Gaussian elimination

We construct the augmented matrix of the system, which is the matrix $A$ with the column matrix $\mathbf{b}$ added as the fourth column.

The pivot is always an element of the main diagonal. The first pivot is in the first row and therefore in the first column.

We make zeros below the pivot, $\mathbf{{\color{red}1}},$ in the first column.

• The row of the pivot is the first row.

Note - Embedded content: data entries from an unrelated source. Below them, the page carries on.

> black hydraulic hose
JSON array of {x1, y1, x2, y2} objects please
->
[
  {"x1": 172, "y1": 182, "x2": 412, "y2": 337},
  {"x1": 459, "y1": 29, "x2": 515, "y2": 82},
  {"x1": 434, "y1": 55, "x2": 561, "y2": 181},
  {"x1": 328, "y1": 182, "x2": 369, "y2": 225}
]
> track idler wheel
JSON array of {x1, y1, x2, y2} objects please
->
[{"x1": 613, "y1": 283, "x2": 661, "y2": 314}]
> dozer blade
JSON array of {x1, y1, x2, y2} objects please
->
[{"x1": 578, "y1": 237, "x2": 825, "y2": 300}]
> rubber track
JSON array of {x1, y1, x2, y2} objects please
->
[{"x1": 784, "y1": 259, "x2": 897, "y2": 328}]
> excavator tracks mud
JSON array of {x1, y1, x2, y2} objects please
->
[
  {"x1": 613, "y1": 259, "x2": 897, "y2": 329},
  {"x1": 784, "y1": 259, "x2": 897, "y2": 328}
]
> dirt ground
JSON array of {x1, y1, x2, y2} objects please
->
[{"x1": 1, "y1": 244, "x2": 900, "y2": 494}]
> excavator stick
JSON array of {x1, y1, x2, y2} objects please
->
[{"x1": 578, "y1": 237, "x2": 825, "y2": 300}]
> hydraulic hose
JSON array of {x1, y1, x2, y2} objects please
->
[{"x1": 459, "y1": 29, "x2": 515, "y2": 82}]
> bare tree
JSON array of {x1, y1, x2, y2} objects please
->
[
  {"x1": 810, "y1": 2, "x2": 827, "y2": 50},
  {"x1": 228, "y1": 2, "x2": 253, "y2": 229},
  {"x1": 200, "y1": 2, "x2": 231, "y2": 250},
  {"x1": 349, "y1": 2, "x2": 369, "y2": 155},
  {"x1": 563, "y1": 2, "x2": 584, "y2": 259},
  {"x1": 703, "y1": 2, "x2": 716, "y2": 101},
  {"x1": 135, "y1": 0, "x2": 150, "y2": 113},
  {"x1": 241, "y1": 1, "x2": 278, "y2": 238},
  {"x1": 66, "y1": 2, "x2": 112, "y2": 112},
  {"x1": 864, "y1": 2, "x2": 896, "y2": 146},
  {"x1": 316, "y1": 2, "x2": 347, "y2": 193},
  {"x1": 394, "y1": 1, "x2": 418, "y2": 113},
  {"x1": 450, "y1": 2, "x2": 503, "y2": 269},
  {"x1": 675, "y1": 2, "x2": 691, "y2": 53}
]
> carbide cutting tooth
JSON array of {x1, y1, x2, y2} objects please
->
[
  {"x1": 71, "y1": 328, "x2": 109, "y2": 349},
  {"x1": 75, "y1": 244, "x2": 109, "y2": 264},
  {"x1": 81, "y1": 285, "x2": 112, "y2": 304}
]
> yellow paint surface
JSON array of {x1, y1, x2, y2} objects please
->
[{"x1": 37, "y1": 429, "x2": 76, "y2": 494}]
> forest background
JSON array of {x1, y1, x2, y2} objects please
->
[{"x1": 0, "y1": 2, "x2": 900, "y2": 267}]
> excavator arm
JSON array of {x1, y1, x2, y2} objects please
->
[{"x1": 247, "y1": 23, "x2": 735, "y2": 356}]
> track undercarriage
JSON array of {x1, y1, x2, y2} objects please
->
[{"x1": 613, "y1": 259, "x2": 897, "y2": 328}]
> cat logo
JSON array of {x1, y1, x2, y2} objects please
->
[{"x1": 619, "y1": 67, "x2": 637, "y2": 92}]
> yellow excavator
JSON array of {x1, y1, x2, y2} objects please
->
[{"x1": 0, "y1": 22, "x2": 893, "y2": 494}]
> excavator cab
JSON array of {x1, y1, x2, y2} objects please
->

And the pivot is now ${\color{red}{a_{11}}}.$
• The row of the pivot is left as it is.
• The row of the pivot is added to the other rows multiplied by a factor that is constructed with the pivot in the denominator and the element below the pivot in the numerator ($\mathbf{\color{blue}3}$ for the row $2$ and $\mathbf{\color{ForestGreen}1}$ for row $3$).

$$ \begin{array}{c} r_{1}\\[5pt] r_{2}\\[10pt] r_{3} \end{array}\left(\begin{array}{rrr|r} \mathbf{{\color{red}1}} & 1 & 3 & -2\\[5pt] \mathbf{\color{blue}3} & 0 & 1 & -1\\[10pt] \mathbf{\color{ForestGreen}1} & -2 & 1 & -3 \end{array}\right)\begin{array}{rrl} r'_{1} & = & r_{1}\\ r'_{2} & = & r_{2}-\dfrac{\mathbf{\color{blue}3}}{\mathbf{{\color{red}1}}}r_{1}\\ r'_{3} & = & r_{3}-\dfrac{\mathbf{\color{ForestGreen}1}}{\mathbf{{\color{red}1}}}r_{1} \end{array} $$

We make zeros under the pivot $\mathbf{{\color{red}{-3}}}$ in the second column.

• The pivot row is the second row. And the pivot is now ${\color{red}{a_{22}}}.$
• The row of the pivot and the rows above the pivot are left as they are.
• The row of the pivot is added to the remaining row multiplied by a factor that is constructed with the pivot in the denominator and the element below the pivot in the numerator, $\mathbf{\color{blue}{-3}}$.

$$ \begin{array}{c} r'_{1}\\[5pt] r'_{2}\\[5pt] r'_{3} \end{array}\left(\begin{array}{rrr|r} 1 & 1 & 3 & -2\\[5pt] 0 & \mathbf{{\color{red}{-3}}} & -8 & 5\\[5pt] 0 & \mathbf{\color{blue}{-3}} & -2 & -1 \end{array}\right)\begin{array}{rrl} r''_{1} & = & r'_{1}\\[5pt] r''_{2} & = & r'_{2}\\ r''_{3} & = & r_{3}-\dfrac{\mathbf{\color{blue}{-3}}}{\mathbf{{\color{red}{-3}}}}r'_{2} \end{array} $$

And we already have an upper triangular matrix (with zeros below the main diagonal).

$$ \begin{array}{c} r''_{1}\\ r''_{2}\\ r''_{3} \end{array}\left(\begin{array}{rrr|r} 1 & 1 & 3 & -2\\ 0 & -3 & -8 & 5\\ 0 & 0 & 6 & -6 \end{array}\right) $$

Back-substitution

Let's go back to the notation with equations. The triangular system is

$$ \begin{array}{rrrrrrr} & x & + & y & + & 3z & = & -2\\ & & - & 3y & - & 8z & = & 5\\ & & & & & 6z & = & -6 \end{array} $$

Solving for $z$ in the third equation

$$z = -1$$

Solving for $y$ in the second equation

$$y =\frac{5+8z}{-3}=\frac{5-8}{-3}=1$$

And $x$ in the first one

$$x = -2-y-3z = -2-1+3=0$$

and the solution of the system is

$$\fbox{ $x = 0 \quad y = 1 \quad z = -1$}$$